Who Takes Care of My Children if I die or Become Incapacitated?
In the absence of advanced planning directing who should assume the care of your minor child(ren) in the event you become incapacitated or die, your child(ren) will be at the mercy of the Florida court system. Through estate planning, you can and should appoint a prospective guardian for your minor child(ren). There are several methods to do this such as through a testamentary instrument like a Will or by a declaration. The former only applies if you pass, but the latter protects your children if you become incapacitated. Florida law does establish some limitations as to who you can name as your prospective guardian such as disallowing convicted felons, restricting appointments to residency rules, as well as other conditions. Consult an attorney today to do some advanced guardianship planning and to ensure its validly drafted pursuant to Florida requirements and filed in the appropriate court.
If I relocate to a different state is my Will still valid?

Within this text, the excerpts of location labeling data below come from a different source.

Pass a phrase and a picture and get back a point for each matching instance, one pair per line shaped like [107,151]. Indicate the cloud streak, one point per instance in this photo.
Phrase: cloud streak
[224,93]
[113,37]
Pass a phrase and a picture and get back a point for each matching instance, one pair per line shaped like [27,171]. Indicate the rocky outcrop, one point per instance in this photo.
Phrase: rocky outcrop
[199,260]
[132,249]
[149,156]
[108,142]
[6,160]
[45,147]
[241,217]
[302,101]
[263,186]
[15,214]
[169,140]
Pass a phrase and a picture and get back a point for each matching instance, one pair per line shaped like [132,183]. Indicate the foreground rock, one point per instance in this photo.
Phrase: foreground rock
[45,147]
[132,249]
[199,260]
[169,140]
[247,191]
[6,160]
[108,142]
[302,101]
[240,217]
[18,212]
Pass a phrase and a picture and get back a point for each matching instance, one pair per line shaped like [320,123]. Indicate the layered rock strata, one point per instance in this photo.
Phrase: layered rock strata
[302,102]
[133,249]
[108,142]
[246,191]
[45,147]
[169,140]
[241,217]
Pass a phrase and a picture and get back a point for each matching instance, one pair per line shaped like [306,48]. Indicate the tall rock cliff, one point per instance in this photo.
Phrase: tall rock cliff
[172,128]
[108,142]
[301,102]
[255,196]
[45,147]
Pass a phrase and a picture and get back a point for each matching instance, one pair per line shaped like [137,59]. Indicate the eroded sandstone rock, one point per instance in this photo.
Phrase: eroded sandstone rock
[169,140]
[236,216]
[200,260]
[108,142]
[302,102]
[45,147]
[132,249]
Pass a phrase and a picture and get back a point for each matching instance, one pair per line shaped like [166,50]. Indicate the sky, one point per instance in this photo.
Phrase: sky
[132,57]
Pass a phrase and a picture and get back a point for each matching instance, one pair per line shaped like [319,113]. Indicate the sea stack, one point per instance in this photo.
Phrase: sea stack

Generally speaking a Will that is validly executed in the originating state will be recognized by another state. However, Wills and the probating of Wills is governed by state law. Every state has different requirements, which may have implications on your out of state Will. For example, many states like Florida, require that the personal representative named in your Will be a resident of the state in which you are residing. You can see how this would create an issue if you move. With that said, a review by an attorney local to the state you relocate to is always recommended. It might just require a simple amendment to ensure its valid.